On the third anniversary of the Mars landing of Curiosity rover, NASA has unveiled two online tools that provide detailed visualisations of the red planet.
On the third anniversary of the Mars landing of Curiosity rover, NASA has unveiled two online tools that provide detailed visualisations of the red planet and allow netizens to journey along with the rover on its Martian expeditions.
NASA hopes the new online tools will open the mysterious terrain of the red planet to a new generation of explorers.
Mars Trek is a free, web-based application that provides high-quality, detailed visualisations of the planet using real data from 50 years of NASA exploration and allowing astronomers, citizen scientists and students to study the red planet’s features.
Experience Curiosity allows viewers to journey along with the one-tonne rover on its Martian expeditions. The programme simulates Mars in 3-D based on actual data from Curiosity and NASA’s Mars Reconnaissance Orbiter (MRO), giving users first-hand experience in a day in the life of a Mars rover.
A NASA team is already using Mars Trek to aid in the selection of possible landing sites for the agency’s Mars 2020 rover, and the application will be used as part of NASA’s newly announced process to examine and select candidate sites for the first human exploration mission to Mars in the 2030s.
“This tool has opened my eyes as to how we should first approach roaming on another world, and now the public can join in on the fun,” said Jim Green, director of NASA’s Planetary Science Division in Washington.

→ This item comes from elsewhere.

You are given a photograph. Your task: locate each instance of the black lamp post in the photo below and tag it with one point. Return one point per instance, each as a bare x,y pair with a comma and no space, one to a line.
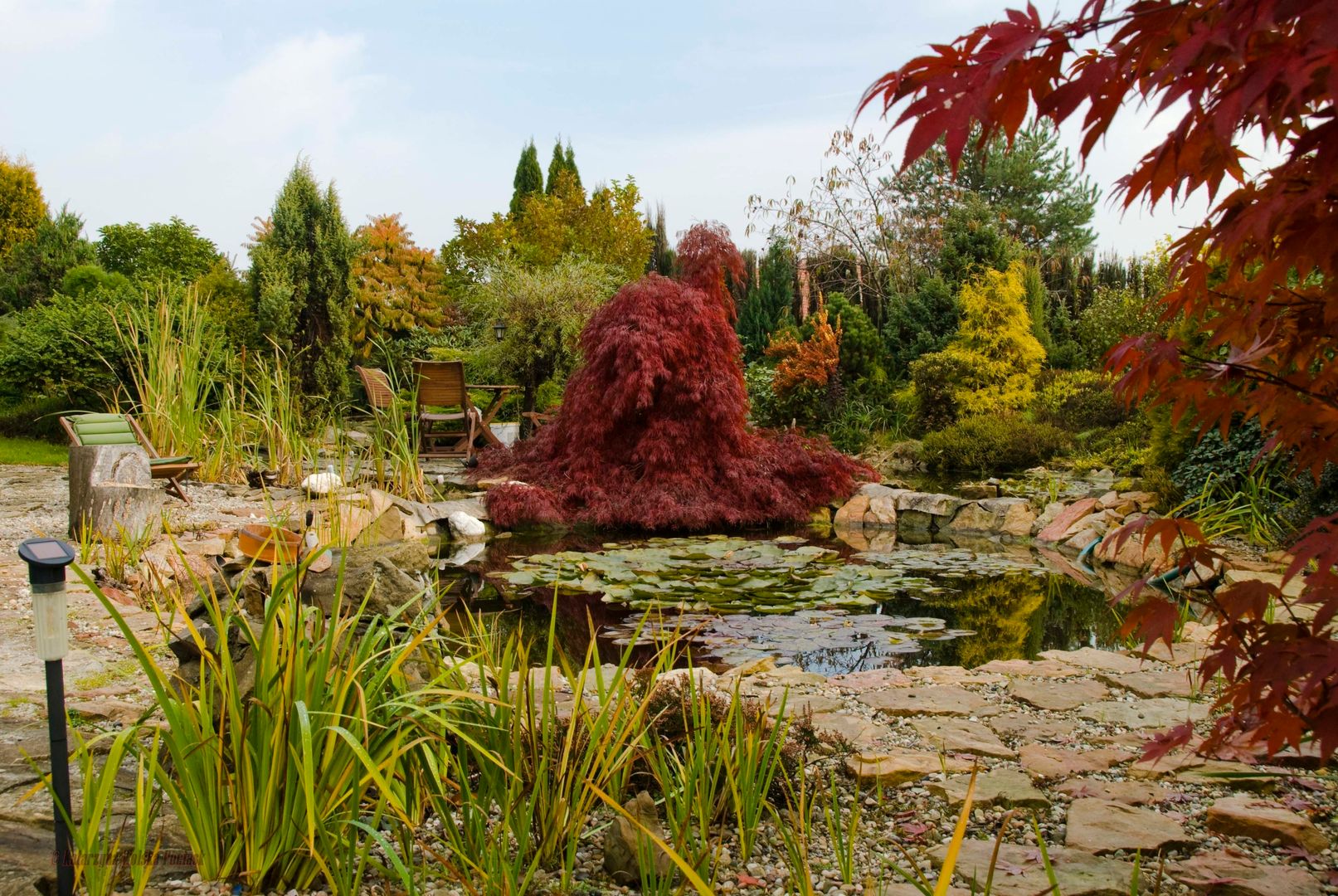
47,559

Mars Trek has interactive maps, which include the ability to overlay a range of data sets generated from instruments aboard spacecraft orbiting Mars, and analysis tools for measuring surface features.
Standard keyboard gaming controls are used to manoeuvre the users across Mars’ surface, and 3-D printer-exportable topography allows users to print physical models of surface features.
Mars Trek was developed by NASA’s Lunar Mapping and Modeling Project, which provides mission planners, lunar scientists and the public with analysis and data visualisation tools for our Moon.
Experience Curiosity also uses real science data to create a realistic and game-ready rover model based entirely on real mechanisms and executed commands. Users can manipulate the rover’s tools and view Mars through each of its cameras.
“We’ve done a lot of heavy 3-D processing to make Experience Curiosity work in a browser. Anybody with access to the web can take a journey to Mars,” said Kevin Hussey, manager of the Visualisation Applications and Development group at NASA’s Jet Propulsion Laboratory in Pasadena, California, which manages and operates the Curiosity rover.
Curiosity’s adventures on the red planet began on August 6, 2012, when a landing technique called the sky-crane manoeuvre deposited the rover in the 154-kilometre-wide Gale Crater.
“At three years old, Curiosity already has had a rich and fascinating life. This new programme lets the public experience some of the rover’s adventures first-hand,” said Jim Erickson, the project manager for the mission at JPL.